Arma do disparo não foi localizada
O menino de 10 anos confessou ter atirado. Segundo a mãe dele, o filho teria pego a arma para mostrar ao amigo e o dedo teria escorregado, provocando o disparo. Testemunhas relataram à polícia que os mesmos traficantes que alcançaram a arma, não encontrada pela polícia, ao menino voltaram ao local para buscá-la após o ocorrido.
– Acreditamos nisso, porque muito próximo dali existe um ponto de tráfico. Só não sabemos se houve algum tipo de incitação ao disparo – disse Pohlmann.

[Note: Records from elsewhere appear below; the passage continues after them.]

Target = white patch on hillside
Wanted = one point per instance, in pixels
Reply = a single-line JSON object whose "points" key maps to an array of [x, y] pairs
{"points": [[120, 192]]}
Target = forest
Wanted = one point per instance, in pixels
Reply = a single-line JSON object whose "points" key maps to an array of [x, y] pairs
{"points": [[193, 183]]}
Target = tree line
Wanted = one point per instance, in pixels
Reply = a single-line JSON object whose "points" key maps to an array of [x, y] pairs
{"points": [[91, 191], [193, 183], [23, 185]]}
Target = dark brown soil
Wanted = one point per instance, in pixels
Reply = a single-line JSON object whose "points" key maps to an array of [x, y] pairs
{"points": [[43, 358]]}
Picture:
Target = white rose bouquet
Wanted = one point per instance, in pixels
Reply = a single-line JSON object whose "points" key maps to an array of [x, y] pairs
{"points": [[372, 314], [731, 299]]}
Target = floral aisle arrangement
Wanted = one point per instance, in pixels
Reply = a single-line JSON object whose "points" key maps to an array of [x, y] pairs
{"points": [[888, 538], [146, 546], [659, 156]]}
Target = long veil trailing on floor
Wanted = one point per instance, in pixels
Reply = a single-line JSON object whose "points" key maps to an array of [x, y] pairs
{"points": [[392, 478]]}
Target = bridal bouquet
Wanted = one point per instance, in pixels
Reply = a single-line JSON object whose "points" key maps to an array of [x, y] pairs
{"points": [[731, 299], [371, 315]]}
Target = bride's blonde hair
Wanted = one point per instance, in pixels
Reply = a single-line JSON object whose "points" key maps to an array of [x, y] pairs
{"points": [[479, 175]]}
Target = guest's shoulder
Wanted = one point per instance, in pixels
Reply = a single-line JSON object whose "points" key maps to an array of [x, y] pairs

Pela marca no peito de João, próximo ao ombro, a polícia acredita que a arma usada foi um revólver de "calibre pequeno", 32 ou 22. O projétil se alojou no corpo do menino, que passou por cirurgia ainda na noite de quinta. Na tarde desta sexta-feira, segundo o HPS, ele permanecia internado em estado grave.
Como o suposto autor tem menos de 12 anos, não se trata de ato infracional e, por isso, não cabe sanção socioeducativa. O caso seria remetido pela polícia ao Conselho Tutelar, para encaminhamento de medidas protetivas às crianças. Quanto à origem da arma, ainda não há definição se investigação ficará a cargo do Departamento Estadual da Criança e do Adolescente (Deca), do Departamento Estadual de Investigações do Narcotráfico (Denarc) ou da delegacia da região.
De acordo com o conselheiro tutelar Edemar Sarnagotto, responsável pela região do bairro Nonoai, a família da vítima já é acompanhada pelo órgão desde o final de 2014. Na época, houve denúncia anônima pelo Disque 100 sobre negligência familiar a João e a um irmão mais novo. Eles moravam em outra cidade da Região Metropolitana e se mudaram em 2015 para a zona norte da Capital. Houve encaminhamento para atendimento social, mas, como houve troca de conselheiros em outubro do ano passado, Sarnagotto não soube dizer se a família seguiu as recomendações anteriores, como matriculá-los em escola e frequentar o Centro de Referência de Assistência Social (Cras).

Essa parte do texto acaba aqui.